A reddish/brown hair was found underneath a stamp but the material was insufficient for DNA testing. The hair color reflected the statements by eyewitnesses who saw the killer walking away from the scene of the Stine murder and provided this description: “White Male Adult, in his early forties, 5’8″, heavy build, reddish-blond ‘crew cut’ hair, wearing eyeglasses, dark brown trousers, dark (navy blue or black) ‘Parka’ jacket, dark shoes.” This description was subsequently adjusted for the SFPD composite sketch which published this description: WMA 35-45 years old, 5’8″ Reddish brown hair, Crewcut, Heavy Rim Glasses, Navy blue or black jacket.
Dr. Cyndi Holt of the San Francisco police DNA lab examined the Zodiac envelopes and stamps, and she stated that a partial genetic profile was obtained from a stamp, reportedly from an envelope sent on November 8, 1969. The partial genetic profile could be used to exclude suspects but was not sufficient to conclusively identify any individual as the Zodiac. According to unconfirmed reports, the DNA profile was obtained from DNA recovered from the front of the stamp instead of the back of the stamp. Critics claimed that this process indicates that the DNA taken from the front of the stamp may not belong to the killer and therefore cannot be considered a valid “Zodiac” DNA profile. Despite the alleged questions about this DNA evidence, the partial genetic profile was used by SFPD to exclude various suspects, including the “prime suspect” investigated by Vallejo police, Arthur Leigh Allen. Other information indicated that other DNA evidence recovered from Zodiac envelopes/stamps did not match Allen.
Speculation and debate about the DNA evidence and its potential to identify and exclude suspects continues, but the facts and common sense favor the simplest scenarios.
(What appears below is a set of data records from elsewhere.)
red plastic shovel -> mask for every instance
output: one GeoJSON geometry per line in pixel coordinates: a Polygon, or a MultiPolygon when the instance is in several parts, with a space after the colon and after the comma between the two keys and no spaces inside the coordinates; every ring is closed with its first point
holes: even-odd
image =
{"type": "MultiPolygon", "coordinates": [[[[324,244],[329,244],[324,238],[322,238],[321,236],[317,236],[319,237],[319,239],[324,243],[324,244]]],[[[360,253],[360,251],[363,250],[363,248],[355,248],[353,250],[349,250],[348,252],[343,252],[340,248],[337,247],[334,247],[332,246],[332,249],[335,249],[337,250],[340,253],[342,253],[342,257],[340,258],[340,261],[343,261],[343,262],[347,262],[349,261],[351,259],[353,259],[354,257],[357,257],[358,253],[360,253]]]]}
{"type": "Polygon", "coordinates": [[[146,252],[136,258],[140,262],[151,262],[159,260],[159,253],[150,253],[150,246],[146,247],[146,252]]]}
Absent credible evidence to conclude otherwise, the most logical scenario was that the Zodiac purchased and handled paper, stamps, and envelopes used in his communications, that he handled each sheet of paper several times as he wrote, examined, folded, and placed the paper into the envelopes, that he handled the envelopes in this process and licked the envelope flaps, that he handled and then licked the stamps before placing them onto the envelopes and applying pressure with his fingers, that he also handled the envelopes while writing the names and addresses, and that he further handled the envelopes as he transported and then mailed the envelopes. This behavior was perfectly consistent with the behavior of any person writing and mailing letters at that time, and the killer likely left DNA on the letters, stamps, envelopes. The possibility exists that a postal worker left DNA on the Zodiac communications during brief and limited contact with the items but the most logical explanation was that DNA was most likely left by the killer as he handled the items over an extended period of time. Claims that DNA found on suspected Zodiac communications must be contaminated or unreliable do not constitute credible evidence or good reason to assume that the DNA does not belong to the Zodiac.
DNA may prove to be the most crucial evidence in the decades-long hunt for the Zodiac killer, and the debate surrounding the search for “Zodiac DNA” will most likely continue until the killer is finally identified.